Trimming a solo canoe for a dog

Hi, first time poster but long time lurker. My question has to do with trimming a solo canoe to accommodate my new dog.

I would really like to get one of the faster solo canoes for day trips with my dog.

I am interested in paddling with some of the local kayak groups in my area. While they are not exactly speed demons, they do paddle a lot faster and farther than my old Grumman 15 will take me. Given my ever shrinking budget, I’m probably looking at some of the older performance models. For example I missed a Jensen 18 for $500 a while ago, and there is a Sawyer DY Special being listed here for $700 now (I found a nice pic a a guy paddling his DY Special with the dog in the back and his camping gear in the front).

So my question is this: paddling one of these boats with a 55 pound dog in front of me is going to change the trim quite a bit. Would I be better off moving the seat back to compensate for the dog? Generally, how far back can you move the seat before you run into problems with that? On the other hand, would water jugs behind me be a better option? I’m not wild about that idea just because of the added weight.

My paddling weight is about 170, the dog weighs 55 and maybe 20 pounds for the lunch cooler and other stuff. The dog does have to be in the front for a bunch of reasons.



move seat
I’d try changing the seat position first. I’ve got a solo set up to be trim with an 80-pound dog in front of me, and it works fine for the paddling we do.

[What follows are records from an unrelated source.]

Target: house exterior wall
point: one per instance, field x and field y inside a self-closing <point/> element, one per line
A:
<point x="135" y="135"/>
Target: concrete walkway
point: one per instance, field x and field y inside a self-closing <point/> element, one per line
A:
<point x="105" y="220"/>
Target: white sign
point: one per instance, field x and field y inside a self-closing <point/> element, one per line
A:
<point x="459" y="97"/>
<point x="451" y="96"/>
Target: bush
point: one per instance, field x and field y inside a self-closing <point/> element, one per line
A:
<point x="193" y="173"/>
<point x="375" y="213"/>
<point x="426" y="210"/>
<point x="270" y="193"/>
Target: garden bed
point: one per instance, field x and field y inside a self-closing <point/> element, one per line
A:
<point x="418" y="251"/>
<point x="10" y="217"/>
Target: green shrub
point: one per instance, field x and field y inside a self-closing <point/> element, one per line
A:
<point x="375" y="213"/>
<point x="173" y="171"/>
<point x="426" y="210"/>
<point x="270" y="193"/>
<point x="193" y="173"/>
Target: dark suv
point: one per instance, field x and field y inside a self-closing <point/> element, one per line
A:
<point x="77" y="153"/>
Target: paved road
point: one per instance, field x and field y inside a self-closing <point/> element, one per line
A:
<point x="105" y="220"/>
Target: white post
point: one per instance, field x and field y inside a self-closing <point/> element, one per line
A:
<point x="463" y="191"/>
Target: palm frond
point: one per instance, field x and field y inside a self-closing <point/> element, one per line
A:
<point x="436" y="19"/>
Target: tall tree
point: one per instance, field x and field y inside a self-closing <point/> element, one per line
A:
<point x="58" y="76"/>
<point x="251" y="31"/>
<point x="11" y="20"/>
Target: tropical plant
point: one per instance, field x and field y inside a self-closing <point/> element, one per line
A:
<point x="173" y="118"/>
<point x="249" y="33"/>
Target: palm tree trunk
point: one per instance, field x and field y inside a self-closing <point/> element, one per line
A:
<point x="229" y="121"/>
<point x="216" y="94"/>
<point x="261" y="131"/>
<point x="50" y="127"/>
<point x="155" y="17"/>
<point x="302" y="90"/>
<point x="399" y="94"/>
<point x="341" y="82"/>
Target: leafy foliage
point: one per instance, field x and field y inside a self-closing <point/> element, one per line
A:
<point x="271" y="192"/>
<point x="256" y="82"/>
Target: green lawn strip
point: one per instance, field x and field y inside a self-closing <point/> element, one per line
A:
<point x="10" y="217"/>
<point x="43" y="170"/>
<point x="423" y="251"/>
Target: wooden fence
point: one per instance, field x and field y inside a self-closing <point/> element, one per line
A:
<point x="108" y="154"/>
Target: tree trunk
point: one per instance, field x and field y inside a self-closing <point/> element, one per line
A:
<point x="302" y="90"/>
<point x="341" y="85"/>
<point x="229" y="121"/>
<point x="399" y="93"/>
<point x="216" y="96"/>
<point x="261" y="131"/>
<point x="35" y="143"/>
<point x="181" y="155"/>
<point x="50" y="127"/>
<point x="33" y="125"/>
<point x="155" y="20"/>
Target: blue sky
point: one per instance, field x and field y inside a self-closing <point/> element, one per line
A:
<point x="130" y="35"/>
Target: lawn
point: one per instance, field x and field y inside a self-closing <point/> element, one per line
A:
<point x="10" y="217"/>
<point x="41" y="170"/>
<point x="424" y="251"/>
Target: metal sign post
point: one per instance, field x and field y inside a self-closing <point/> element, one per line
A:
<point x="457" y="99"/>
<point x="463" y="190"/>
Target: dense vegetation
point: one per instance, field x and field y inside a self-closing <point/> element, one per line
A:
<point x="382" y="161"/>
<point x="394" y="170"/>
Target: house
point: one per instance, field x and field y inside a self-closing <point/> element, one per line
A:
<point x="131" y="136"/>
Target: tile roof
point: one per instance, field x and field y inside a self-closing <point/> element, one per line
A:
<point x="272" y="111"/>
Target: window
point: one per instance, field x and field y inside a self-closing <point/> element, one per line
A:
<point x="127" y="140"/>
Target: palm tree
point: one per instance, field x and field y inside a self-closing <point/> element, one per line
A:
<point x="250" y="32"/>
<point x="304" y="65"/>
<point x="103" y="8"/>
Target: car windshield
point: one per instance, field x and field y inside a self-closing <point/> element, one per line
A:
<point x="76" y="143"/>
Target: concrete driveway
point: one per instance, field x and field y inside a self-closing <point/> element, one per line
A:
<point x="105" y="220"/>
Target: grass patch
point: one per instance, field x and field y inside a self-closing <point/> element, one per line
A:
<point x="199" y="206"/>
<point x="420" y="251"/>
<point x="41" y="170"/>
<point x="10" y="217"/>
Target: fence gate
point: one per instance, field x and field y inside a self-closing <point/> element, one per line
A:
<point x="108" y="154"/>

One disadvantage is that you’re not at the pivot point, and your maneuvering strokes will be different. But I’d rather deal with that than carry ballast and be even heavier.

It might make sense to get a second seat & set of hangers instead of trying to modify the originals. That way it’s easy to swap back to the original configuration.

Installing a sliding seat might be the best concept.

Where are you located?
I’ve got a kevlar performance solo with a slider that I may sell. I’m in western PA.

Water is cheap
At 8lbs a gallon, 4 milk jugs might just do it.

Also provides clean water for a hot dog & paddler.

Another good thing about ballast

– Last Updated: Apr-08-13 12:38 PM EST –

You don't need 55 pounds of ballast to provide counterbalance for a 55-pound dog. You would nmeed the same weight if the ballast were placed roughly the same distance behind center as the dog is ahead of center, but put that counterweight way back in the stern and you will need much less, maybe even just a quarter of what the dog weighs (depending on dog location, etc.). Your boat will have more "swing weight" with a little extra weight in one end than it will with a balanced load and no ballast, but then, as the OP points out, balancing the load by moving the seat moves the paddler away from the pivot point, so either method has a certain disadvantage. Pick your poison.

Two dogs, bow and stern.

A second dog is not that far fetched
A second dog is not that far fetched. My old dog Perra, who moved to the suburbs a few years ago, loves canoeing. She just loves to stand up tall on the fore deck of the Grumman, which was fine because I was paddling backwards from the front seat. In a solo boat I could keep the new dog a lot closer to the center with me.

I am in the metro DC area, so I have all of the upper and lower Potomac to play in. Personally, Perra likes Violets Lock the best, but prefers to swim the rapids.

I appreciate the comments, thank you,


Gonna depend on the dog and boat
I’ve had several dogs over the years in the 45 to 55 pound range. My current solo boat is a Bell Magic and a well behaved dog that likes to sit in the bottom goes right between my legs and essentially becomes additional weight in the center of the boat with no effect on trim.

If the dog won’t get low enough that you continually “bonk” it in the head while switching sides, then the dog moves behind you and you will need something up front.